Proportional Fairness in Non-Centroid Clustering

Ioannis Caragiannis,Evi Micha,Nisarg Shah
2024-10-31
Abstract:We revisit the recently developed framework of proportionally fair clustering, where the goal is to provide group fairness guarantees that become stronger for groups of data points (agents) that are large and cohesive. Prior work applies this framework to centroid clustering, where the loss of an agent is its distance to the centroid assigned to its cluster. We expand the framework to non-centroid clustering, where the loss of an agent is a function of the other agents in its cluster, by adapting two proportional fairness criteria -- the core and its relaxation, fully justified representation (FJR) -- to this setting.
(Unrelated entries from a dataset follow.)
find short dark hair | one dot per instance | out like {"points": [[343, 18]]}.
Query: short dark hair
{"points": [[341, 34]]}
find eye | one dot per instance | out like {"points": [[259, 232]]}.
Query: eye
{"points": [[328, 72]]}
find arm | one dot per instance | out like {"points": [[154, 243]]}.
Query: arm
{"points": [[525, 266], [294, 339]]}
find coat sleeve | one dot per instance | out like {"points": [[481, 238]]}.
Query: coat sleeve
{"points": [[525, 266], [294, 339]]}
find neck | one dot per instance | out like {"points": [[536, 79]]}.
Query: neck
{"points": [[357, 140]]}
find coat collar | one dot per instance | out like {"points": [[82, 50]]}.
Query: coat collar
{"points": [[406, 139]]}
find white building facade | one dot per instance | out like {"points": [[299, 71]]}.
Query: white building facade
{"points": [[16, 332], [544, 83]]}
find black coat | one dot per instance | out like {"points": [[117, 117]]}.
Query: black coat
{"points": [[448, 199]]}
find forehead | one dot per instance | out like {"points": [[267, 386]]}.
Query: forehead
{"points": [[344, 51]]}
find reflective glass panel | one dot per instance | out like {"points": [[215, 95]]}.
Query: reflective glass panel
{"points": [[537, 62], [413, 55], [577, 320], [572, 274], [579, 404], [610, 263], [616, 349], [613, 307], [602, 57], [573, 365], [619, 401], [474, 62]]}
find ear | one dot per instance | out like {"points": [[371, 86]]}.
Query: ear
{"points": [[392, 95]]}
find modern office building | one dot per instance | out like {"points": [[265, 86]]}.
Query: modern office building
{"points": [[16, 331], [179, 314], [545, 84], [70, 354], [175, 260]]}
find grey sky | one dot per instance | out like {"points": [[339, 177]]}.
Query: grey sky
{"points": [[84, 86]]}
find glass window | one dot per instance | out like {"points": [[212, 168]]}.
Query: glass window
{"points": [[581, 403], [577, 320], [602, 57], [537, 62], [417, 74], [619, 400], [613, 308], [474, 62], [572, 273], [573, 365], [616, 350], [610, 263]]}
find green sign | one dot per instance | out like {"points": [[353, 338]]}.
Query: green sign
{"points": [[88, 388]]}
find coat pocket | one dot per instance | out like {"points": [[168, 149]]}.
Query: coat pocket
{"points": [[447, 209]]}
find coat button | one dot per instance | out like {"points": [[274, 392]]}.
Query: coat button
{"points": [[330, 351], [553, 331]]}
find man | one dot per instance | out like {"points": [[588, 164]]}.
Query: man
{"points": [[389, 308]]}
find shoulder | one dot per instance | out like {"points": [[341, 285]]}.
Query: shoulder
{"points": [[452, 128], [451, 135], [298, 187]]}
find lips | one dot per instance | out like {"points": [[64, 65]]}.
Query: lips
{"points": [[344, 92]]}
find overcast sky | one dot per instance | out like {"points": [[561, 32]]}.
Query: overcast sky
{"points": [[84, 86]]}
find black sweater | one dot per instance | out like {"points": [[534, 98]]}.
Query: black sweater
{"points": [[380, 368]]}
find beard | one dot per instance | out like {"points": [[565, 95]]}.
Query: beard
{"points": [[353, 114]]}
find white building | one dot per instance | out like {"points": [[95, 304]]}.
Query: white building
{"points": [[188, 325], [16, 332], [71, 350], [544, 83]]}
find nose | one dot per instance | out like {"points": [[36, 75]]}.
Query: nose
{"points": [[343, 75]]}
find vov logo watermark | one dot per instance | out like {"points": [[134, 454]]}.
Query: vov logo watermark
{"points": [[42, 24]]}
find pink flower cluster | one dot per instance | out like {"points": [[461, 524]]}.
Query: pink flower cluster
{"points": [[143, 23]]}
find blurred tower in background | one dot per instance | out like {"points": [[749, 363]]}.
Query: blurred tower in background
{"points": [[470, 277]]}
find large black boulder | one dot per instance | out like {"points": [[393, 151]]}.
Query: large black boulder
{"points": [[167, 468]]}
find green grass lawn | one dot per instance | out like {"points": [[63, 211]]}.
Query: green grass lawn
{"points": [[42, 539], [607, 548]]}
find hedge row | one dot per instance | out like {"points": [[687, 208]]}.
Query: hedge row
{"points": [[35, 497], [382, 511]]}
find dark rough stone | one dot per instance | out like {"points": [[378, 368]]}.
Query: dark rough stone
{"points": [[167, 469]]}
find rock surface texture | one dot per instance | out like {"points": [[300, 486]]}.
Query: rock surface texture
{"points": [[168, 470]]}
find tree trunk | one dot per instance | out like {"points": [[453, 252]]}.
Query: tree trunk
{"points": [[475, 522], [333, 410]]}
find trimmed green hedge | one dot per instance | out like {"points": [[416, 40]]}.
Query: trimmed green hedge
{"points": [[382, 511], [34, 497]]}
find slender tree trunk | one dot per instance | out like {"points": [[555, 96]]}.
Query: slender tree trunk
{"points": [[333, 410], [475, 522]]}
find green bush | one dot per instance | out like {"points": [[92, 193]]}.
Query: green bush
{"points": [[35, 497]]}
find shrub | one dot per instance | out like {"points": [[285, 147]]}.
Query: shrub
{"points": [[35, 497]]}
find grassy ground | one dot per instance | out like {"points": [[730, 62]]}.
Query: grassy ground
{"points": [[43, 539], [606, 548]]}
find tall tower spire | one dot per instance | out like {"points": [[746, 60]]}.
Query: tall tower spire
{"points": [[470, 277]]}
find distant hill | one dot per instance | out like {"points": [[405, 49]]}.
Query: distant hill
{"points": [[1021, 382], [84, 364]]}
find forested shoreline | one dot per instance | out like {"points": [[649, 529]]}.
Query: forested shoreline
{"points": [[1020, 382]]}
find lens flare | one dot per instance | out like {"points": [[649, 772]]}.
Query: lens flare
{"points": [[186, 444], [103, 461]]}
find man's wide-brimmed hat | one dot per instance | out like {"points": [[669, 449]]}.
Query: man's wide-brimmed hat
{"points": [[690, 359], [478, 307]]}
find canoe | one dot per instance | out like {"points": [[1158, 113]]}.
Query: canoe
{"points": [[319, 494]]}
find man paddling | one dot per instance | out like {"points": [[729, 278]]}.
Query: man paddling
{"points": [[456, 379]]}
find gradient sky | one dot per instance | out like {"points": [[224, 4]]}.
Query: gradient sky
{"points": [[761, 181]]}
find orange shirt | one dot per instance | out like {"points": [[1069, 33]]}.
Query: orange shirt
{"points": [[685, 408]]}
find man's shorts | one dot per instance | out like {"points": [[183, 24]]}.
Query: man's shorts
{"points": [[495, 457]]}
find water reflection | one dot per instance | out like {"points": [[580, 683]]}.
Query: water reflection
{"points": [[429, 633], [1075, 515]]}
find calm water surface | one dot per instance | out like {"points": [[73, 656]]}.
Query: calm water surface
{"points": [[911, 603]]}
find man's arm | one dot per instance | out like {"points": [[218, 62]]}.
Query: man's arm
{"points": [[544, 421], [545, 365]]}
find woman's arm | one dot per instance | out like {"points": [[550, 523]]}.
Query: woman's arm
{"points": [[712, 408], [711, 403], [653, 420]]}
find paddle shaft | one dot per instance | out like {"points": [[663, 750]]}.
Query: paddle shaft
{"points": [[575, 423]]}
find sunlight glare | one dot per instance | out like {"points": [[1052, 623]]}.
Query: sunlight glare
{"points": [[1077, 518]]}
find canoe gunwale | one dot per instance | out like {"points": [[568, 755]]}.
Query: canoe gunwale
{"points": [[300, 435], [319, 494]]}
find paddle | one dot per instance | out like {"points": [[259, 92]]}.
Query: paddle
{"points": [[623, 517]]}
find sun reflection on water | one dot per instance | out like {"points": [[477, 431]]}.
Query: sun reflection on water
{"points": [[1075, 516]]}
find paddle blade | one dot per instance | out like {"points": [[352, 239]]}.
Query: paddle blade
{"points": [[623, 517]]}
We show that the core can be approximated only under structured loss functions, and even then, the best approximation we are able to establish, using an adaptation of the GreedyCapture algorithm developed for centroid clustering [Chen et al., 2019; Micha and Shah, 2020], is unappealing for a natural loss function. In contrast, we design a new (inefficient) algorithm, GreedyCohesiveClustering, which achieves the relaxation FJR exactly under arbitrary loss functions, and show that the efficient GreedyCapture algorithm achieves a constant approximation of FJR. We also design an efficient auditing algorithm, which estimates the FJR approximation of any given clustering solution up to a constant factor. Our experiments on real data suggest that traditional clustering algorithms are highly unfair, whereas GreedyCapture is considerably fairer and incurs only a modest loss in common clustering objectives.
Machine Learning,Artificial Intelligence,Computer Science and Game Theory
What problem does this paper attempt to address?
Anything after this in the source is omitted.